BIOphysics of MIcrobe-Microplastic Interactions and Colonization

BIOMIMIC studied the impacts of microplastics on marine microorganisms, and this fundamental problem has far-reaching implications due to the pivotal role of marine microorganisms in modulating the marine ecosystem: sitting at the bottom of the food chain, the perturbations to dynamics and well-being of these microorganisms can create cascading effects, and man-made microplastics, given its high surface-to-volume ratio, fits the description of a phenomenon that can cause such cascading effects. To begin our understanding of the impacts of microplastics on marine microorganisms, BIOMIMIC contributes to this burgeoning field by exploring novel in-lab experimental platform and methods, thereby proposing a sustainable method to study such global-scale, marine-based phenomenon within laboratory settings.
Despite prominent impacts of microplastics being already presented in scientific communities and mainstream media, BIOMIMIC strives to create a platform for systematic studies that produces quantitative data that can be reliably analyzed, and doing this within the sustainable research environment of laboratories and current state of technology. The potential data from such lab-based studies, where experimental parameters are well-controlled, allow the audience to better-appreciate the conclusions from such studies without uncertainties due to external factors that arises from real-world studies. Nonetheless, this platform provides room to incorporate and mimic real-world conditions.
Overall, BIOMIMIC strives to develop a platform that can lay the foundation for lab-based platform for studying the impacts of microplastics on microorganisms, and potentially further developing it more closely mimic real world conditions. These results are aimed to be disseminated to the wider communities to provide convincing basis to adopt lifestyles and policies for the betterment of our environment.
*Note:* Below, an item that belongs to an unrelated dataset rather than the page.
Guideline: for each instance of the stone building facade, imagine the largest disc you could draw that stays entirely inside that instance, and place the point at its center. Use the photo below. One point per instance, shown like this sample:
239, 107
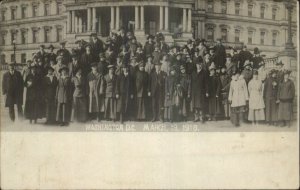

Microorganism-microplastic interactions monitored within lab settings provided rich data in the form of dynamic, chemical, and biological characterizations that are intriguing and invaluable for further investigation and exploitation. Already, these data from BIOMIMIC are exploited and valorized through a patent filing and grant commitment for proof-of-concept projects. The impact of microorganism-microplastic interactions were shown to influence biomineralization processes, and this fundamental biochemical reaction has far-reaching impact on ecosystem, given its importance in processes like carbon sequestration.

Therefore, BIOMIMIC provided new perspectives in the setting up of lab-based techniques to monitor microorganisms-microplastic interactions, and BIOMIMIC’s findings could impact and broaden the current perspectives in conceptualizing hypotheses on the impact of microplastics on microorganisms. This is especially true given the unique angle provided in understanding the biomineralization process, in the presence of environmental pollutants, such as microplastics. These implications could also provide further motivation on societal levels to better understand and modulate their consumer habits for environmental benefits.